The Halletts Point redevelopment proposal to bring 2,644 apartments to a forlorn peninsula of the Queens waterfront has been in the works for three years, but now a different developer is throwing its hat into the ring.
The vaguely-named 2030 Astoria Developers LLC submitted an early application to the Department of City Planning today to rezone another smaller chunk of Halletts Point. They’re calling the project Astoria Cove and they want to build another 1,535 housing units—a combination of townhouses and apartments—on a site overlooking Pot Cove in Astoria, with a pristine view of the Queens leg of the Triborough (RFK) Bridge. Twenty percent of the project, or about 340 units, would be set aside for affordable housing.

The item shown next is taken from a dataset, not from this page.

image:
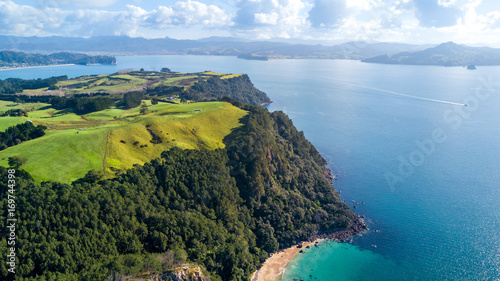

When asked about the identify of those behind the LLC, Sean Crowley, the lobbyist who’s representing the developers and is the brother of Congressman Joe Crowley, told The Observer, “I’d rather not speak for them at the moment.”
“The buildings located along the waterfront,” reads the environmental assessment statement, “would have base heights between 80 to 100 feet that would be topped with towers ranging in height from 120 to 300 feet,” with the buildings further inland topping out at around 80 feet.
In addition to opening up the waterfront—with about twice the 20 feet of space required by the Department of City Planning, according the developer’s lobbyist—the builder is also planning to leave room for a 456-seat public elementary school, and “is exploring providing shuttle service for residents during the weekday a.m. and p.m. peak hours to and from the 30th Avenue station serving the N and Q lines.” (The proposed development is about three-quarters of a mile from the nearest train station.)
Contacted by The Observer this afternoon, Councilman Peter Vallone, who represents Astoria, said that he hasn’t yet thrown his support behind even the first project. The project, he said, “came in at almost twice the size they are now, so for years we’ve been working to whittle it down to something that’s economically feasible for them.”
“That peninsula needs development,” Mr. Vallone said, “and can’t be left as it is. It has dilapidated warehouses on the waterfront. People on the peninsula have no bank, no supermarket.” The developers are planning to build 117,000 square feet of retail, including a 25,000-square foot supermarket.
“But the problem,” Mr. Vallone continued, “is that both of these projects are going to be very large, and until I get commitments from the city”—on transportation infrastructure, especially—“I can’t support them.”
He did, however, acknowledge the economic realities of development in the city. “If they can’t come in big,” he said, “they’re not coming in.”